Solved: Split varying number of columns into 4 columns eac...

PhilC · ‎02-17-2020

Hi,

I need to split a dynamic # of columns, each into 4 new columns with specific names (Surname, Initial, EmployeeID, Other)

Link to Excel file showing the source data and the output required is below. There is a query that does the initial transformation to achieve the dynamic columns. Just need to know how to then split all those columns irrespective of how many there are.

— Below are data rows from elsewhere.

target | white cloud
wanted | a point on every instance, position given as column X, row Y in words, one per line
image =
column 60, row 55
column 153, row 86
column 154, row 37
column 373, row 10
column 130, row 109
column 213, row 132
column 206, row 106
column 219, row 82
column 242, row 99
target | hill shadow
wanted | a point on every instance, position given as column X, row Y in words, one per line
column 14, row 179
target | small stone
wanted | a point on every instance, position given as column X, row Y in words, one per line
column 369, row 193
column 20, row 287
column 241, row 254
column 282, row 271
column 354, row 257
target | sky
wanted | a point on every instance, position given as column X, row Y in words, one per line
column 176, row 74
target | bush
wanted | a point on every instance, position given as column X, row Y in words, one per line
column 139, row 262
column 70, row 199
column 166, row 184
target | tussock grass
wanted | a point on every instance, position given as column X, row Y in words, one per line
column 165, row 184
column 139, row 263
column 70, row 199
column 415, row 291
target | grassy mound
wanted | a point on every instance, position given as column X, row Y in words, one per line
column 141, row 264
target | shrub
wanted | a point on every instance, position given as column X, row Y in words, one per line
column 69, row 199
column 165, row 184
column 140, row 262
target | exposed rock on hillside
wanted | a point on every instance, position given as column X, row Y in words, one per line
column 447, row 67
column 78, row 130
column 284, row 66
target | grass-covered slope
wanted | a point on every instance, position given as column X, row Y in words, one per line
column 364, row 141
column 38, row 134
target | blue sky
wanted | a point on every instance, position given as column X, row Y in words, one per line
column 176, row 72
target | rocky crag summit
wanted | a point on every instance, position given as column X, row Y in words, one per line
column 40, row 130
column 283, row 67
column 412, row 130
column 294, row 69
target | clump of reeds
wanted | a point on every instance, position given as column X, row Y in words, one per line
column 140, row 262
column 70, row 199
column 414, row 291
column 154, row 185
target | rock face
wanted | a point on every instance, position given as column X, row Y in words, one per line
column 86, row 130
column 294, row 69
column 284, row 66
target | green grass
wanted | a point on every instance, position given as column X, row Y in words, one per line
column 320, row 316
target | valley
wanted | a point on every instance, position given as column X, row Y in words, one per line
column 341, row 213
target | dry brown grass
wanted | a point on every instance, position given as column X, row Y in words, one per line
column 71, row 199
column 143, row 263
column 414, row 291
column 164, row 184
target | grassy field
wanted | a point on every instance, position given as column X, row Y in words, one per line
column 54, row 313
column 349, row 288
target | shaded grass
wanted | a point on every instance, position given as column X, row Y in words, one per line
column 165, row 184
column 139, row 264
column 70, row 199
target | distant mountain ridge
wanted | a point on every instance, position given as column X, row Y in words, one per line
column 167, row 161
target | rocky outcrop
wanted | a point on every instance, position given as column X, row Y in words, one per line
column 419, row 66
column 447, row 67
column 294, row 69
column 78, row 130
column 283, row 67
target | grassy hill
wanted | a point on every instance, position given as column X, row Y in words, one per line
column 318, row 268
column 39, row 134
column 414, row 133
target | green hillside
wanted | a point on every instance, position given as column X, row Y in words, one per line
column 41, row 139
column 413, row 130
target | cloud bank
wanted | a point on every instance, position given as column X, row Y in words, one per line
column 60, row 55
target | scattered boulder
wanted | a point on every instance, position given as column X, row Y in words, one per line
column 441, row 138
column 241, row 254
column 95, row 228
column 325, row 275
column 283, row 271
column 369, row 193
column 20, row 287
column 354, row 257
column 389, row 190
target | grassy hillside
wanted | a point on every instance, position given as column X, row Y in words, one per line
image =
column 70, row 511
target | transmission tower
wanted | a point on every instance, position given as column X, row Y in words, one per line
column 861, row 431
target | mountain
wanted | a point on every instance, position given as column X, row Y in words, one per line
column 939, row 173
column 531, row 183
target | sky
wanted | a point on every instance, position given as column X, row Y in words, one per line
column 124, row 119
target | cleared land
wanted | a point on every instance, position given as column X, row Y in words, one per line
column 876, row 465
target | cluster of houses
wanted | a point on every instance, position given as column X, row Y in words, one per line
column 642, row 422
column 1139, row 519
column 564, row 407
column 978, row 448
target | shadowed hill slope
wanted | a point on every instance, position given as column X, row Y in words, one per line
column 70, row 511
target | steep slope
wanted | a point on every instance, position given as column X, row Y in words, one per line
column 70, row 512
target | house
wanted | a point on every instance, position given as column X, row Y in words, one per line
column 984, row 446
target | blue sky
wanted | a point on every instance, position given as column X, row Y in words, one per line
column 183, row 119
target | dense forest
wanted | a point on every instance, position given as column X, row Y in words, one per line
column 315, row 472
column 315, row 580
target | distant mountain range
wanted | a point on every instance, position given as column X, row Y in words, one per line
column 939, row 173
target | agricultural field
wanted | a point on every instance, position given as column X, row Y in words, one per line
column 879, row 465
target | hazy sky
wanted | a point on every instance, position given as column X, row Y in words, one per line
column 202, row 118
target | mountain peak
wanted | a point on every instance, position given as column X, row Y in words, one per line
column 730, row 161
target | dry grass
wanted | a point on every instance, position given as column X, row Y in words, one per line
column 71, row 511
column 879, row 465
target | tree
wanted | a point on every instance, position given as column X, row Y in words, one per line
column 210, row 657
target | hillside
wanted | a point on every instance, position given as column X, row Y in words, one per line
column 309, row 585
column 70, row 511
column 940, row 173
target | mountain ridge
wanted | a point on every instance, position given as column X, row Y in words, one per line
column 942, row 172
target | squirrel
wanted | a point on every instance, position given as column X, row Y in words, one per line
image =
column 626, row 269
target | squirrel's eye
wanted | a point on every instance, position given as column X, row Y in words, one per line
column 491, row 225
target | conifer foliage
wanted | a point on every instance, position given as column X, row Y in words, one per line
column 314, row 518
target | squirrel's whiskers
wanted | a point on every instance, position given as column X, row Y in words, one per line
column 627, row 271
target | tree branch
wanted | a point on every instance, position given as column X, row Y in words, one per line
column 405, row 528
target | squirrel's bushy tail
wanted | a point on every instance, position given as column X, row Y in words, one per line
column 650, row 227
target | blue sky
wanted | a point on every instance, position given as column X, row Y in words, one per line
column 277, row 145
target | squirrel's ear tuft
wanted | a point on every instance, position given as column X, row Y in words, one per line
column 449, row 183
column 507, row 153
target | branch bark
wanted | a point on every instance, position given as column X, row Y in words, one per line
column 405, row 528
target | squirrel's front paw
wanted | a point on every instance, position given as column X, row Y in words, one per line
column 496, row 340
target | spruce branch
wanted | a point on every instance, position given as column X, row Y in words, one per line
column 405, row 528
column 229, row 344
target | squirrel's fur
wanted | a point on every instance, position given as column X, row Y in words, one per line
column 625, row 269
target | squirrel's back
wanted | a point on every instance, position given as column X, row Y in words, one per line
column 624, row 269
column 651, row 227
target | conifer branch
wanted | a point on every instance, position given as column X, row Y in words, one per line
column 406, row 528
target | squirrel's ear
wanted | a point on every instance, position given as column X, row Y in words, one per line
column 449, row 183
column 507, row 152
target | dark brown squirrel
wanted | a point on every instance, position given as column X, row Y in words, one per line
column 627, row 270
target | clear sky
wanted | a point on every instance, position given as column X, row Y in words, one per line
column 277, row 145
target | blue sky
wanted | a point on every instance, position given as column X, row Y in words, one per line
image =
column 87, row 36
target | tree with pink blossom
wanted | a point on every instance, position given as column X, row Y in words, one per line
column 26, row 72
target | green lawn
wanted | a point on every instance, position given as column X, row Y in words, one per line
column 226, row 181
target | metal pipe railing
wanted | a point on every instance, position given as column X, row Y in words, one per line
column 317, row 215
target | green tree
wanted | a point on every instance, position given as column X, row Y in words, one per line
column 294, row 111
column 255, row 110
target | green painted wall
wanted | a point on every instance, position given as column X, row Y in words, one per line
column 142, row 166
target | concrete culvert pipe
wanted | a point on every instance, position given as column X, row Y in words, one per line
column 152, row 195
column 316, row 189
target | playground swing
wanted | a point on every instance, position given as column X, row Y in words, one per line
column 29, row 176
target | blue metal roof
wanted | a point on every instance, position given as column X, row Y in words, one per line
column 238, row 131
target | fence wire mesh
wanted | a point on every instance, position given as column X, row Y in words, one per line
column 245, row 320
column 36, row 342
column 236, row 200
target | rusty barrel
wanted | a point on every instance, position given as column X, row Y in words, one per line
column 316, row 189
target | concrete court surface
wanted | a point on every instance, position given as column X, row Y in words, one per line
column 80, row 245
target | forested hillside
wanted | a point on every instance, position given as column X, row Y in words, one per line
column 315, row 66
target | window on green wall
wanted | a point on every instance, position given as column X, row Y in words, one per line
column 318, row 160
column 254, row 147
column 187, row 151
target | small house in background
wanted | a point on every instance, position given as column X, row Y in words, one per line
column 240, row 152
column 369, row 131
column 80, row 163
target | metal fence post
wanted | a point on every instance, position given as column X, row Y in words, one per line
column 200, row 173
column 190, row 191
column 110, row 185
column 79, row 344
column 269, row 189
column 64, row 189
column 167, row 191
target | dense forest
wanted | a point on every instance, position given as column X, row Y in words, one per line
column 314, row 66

Sample file with Source data and required output

Thanks in advance.

Phil

ImkeF · ‎02-17-2020

Hi @PhilC

Excellent, that counts as an excuse 😉 (Otherwise: Everything that @Greg_Deckler said...)

Here we go:

let
    Source = Table.FromRows(Json.Document(Binary.Decompress(Binary.FromText("VY/NDoIwEIRfxfTMQYq/R3/DAQ0REw+EQ4MrJRRICvp03nwxd5eAcuh0kq+704lj4QpHHKrMgG3RHfG40kPdiMTpqJ9nWYN3yGw2YgG88pYGTwznqFuGEt1N2UaD4QGiC9QBRqmGolQV2gvTJeqeMcVHn/dd1w90V6arIZZoCC3Yia+qBmhBwE/WqLvfAp0bLNWv96Z9OJfD4JqqMXL/0VkVqnxaRSuYytG/fDBmQF5XN/kC", BinaryEncoding.Base64), Compression.Deflate)), let _t = ((type text) meta [Serialized.Text = true]) in type table [ID = _t, Surname = _t, Initial = _t, EmployeeID = _t, Other = _t]),
    #"Grouped Rows" = Table.Group(Source, {"ID"}, {{"IDTable", each Table.RemoveColumns(_, {"ID"})}, {"Count", each Table.RowCount(_), type number}}),
    AddColumnNames = Table.AddColumn(#"Grouped Rows", "NewColumnNames", each List.Combine( List.Transform({1..[Count]}, (x) => List.Transform(Table.ColumnNames([IDTable]), (t) => t & Text.From(x))))),
    AddNewTable = Table.AddColumn(AddColumnNames, "NewTable", each Table.FromRows({List.Combine(Table.ToRows([IDTable]))}, [NewColumnNames])),
    #"Expanded NewTable" = Table.ExpandTableColumn(AddNewTable, "NewTable", List.Distinct(List.Combine(AddNewTable[NewColumnNames]))),
    CleanUp = Table.RemoveColumns(#"Expanded NewTable",{"IDTable", "Count", "NewColumnNames"})
in
    CleanUp

You were on the right path with the grouping.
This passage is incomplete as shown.